The Deutsche Bank analyst added that most Chinese solar module manufacturers are also able to sell mono panels of 330 to 335 watts and mono-perc modules with 340 to 345 watts at the mid- to high-50-cents per watt range. He explained that as more higher efficiency solar panels flood the market, First Solar’s Series 4 modules, which bear a power rating of about 120 watts, become less competitive, at least until the Series 5 panels with a rating of 360 watts become available in the second half of next year.

First Solar’s bookings are slowing down

The analyst also warned that First Solar is experiencing a slowdown in bookings momentum. He believes that in the U.S., there is greater uncertainty about the Clean Power Plan. As a result, the timing of utility-scale rollouts is being impacted.
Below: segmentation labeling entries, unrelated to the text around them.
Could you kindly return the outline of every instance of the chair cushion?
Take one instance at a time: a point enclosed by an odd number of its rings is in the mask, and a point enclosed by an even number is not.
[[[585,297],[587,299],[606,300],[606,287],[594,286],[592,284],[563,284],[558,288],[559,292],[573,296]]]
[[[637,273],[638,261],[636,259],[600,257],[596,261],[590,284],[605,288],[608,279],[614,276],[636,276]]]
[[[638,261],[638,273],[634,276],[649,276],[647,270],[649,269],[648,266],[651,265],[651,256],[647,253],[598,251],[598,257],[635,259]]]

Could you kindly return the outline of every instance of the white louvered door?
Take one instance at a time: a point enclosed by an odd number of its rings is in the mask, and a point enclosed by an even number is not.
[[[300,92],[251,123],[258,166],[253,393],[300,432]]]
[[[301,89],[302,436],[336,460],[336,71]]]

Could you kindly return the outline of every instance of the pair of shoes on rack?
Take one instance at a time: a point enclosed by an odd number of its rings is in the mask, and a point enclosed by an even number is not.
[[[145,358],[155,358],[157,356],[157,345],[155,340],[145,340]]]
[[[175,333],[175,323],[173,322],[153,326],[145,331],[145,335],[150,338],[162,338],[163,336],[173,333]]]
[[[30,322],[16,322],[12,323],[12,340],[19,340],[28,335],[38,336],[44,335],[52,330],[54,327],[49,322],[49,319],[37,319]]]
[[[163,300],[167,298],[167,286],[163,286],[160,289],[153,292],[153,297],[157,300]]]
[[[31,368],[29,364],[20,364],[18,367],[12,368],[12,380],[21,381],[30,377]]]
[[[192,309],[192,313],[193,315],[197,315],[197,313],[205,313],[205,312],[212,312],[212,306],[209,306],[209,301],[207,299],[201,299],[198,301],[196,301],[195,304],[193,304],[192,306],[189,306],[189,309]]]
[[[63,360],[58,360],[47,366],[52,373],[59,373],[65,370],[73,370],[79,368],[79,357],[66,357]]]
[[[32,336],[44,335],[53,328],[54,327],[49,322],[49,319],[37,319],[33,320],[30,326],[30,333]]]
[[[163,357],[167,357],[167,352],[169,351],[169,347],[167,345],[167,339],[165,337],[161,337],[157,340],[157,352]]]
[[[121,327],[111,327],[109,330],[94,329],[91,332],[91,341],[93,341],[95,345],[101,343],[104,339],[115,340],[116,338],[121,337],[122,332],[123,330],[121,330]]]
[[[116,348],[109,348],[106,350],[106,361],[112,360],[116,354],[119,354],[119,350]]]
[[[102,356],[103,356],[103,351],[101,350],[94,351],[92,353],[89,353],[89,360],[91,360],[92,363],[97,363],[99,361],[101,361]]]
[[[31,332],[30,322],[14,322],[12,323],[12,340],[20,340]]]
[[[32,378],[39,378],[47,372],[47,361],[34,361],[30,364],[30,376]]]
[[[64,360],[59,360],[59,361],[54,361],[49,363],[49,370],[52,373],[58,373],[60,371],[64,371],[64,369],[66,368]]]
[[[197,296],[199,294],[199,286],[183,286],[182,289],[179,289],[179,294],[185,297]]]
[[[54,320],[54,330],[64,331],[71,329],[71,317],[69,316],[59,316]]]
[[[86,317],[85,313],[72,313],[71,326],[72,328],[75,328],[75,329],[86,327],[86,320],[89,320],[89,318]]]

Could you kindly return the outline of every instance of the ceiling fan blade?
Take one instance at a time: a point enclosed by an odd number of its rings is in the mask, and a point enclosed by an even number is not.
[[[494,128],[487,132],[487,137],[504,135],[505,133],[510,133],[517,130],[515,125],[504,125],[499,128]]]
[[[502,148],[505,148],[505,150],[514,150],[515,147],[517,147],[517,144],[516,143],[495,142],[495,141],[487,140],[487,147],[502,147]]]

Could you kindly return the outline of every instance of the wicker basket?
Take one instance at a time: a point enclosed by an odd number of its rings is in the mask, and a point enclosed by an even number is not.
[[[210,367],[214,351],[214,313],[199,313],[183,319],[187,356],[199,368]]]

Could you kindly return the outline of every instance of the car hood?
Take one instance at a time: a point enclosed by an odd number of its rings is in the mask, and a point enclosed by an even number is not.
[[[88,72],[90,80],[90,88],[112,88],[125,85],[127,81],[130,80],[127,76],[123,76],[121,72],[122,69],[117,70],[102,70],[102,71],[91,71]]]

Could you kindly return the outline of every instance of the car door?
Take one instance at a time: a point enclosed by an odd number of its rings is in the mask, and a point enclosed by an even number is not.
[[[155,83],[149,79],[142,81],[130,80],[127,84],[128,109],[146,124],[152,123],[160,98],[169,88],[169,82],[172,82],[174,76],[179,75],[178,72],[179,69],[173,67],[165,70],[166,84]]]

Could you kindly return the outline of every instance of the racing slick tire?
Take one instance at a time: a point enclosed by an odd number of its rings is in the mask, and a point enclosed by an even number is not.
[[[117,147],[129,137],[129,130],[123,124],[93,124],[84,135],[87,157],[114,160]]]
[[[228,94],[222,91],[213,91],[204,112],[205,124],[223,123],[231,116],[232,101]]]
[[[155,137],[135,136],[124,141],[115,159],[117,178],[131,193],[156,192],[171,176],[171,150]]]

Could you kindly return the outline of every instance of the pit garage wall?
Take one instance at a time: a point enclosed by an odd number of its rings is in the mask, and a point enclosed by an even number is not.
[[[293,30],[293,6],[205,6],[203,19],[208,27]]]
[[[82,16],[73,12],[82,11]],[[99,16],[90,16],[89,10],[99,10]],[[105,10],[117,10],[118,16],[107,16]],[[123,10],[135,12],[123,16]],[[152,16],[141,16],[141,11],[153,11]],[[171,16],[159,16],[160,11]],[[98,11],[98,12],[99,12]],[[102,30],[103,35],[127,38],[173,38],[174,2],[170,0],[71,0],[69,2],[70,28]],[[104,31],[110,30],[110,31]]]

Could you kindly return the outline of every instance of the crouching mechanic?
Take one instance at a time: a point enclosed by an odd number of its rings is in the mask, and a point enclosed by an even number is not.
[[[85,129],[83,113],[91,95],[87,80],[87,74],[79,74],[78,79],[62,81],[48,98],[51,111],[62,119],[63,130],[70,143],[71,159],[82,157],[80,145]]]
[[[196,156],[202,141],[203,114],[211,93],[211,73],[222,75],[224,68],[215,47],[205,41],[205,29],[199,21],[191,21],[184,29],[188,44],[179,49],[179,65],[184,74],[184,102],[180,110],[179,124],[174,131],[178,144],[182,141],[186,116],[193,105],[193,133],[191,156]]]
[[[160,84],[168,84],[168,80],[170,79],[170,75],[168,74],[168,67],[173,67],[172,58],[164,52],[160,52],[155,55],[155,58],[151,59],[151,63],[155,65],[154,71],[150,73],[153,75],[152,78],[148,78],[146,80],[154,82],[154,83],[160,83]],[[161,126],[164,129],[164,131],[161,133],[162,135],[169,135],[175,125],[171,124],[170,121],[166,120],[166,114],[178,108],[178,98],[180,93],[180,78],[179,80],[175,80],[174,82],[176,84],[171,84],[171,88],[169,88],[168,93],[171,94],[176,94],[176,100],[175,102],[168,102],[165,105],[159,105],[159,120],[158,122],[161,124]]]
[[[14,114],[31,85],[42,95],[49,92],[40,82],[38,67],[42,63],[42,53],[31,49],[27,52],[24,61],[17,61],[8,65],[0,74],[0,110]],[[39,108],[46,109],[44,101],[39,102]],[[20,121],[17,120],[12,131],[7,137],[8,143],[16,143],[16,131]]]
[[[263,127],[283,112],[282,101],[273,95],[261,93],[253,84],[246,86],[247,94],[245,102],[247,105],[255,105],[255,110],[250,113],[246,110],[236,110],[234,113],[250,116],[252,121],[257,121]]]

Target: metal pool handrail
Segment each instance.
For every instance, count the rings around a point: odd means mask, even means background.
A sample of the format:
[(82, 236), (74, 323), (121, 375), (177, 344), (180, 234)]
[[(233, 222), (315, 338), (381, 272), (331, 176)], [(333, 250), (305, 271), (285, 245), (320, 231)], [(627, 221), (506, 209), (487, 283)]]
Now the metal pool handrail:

Internationally, he said First Solar has some solid opportunities in terms of volumes but also “very aggressive” power purchase agreements by developers assuming that costs will keep falling.

First Solar still expects about 1 gigawatts of systems in the U.S. on an ongoing basis from next year, but Shah sees risk to this projection. He believes the company will have to pick up some major product pipelines in Japan and mostly depend on the U.S. in order to meet this target. He also noted that the solar power company said on the last earnings call that almost 90% of their 3.2 gigawatts of mid-to-late stage bookings were outside the U.S. in markets that are mostly modules only. As a result, he believes that even if First Solar does reveal another ramp in bookings, it will be mostly module bookings rather than systems.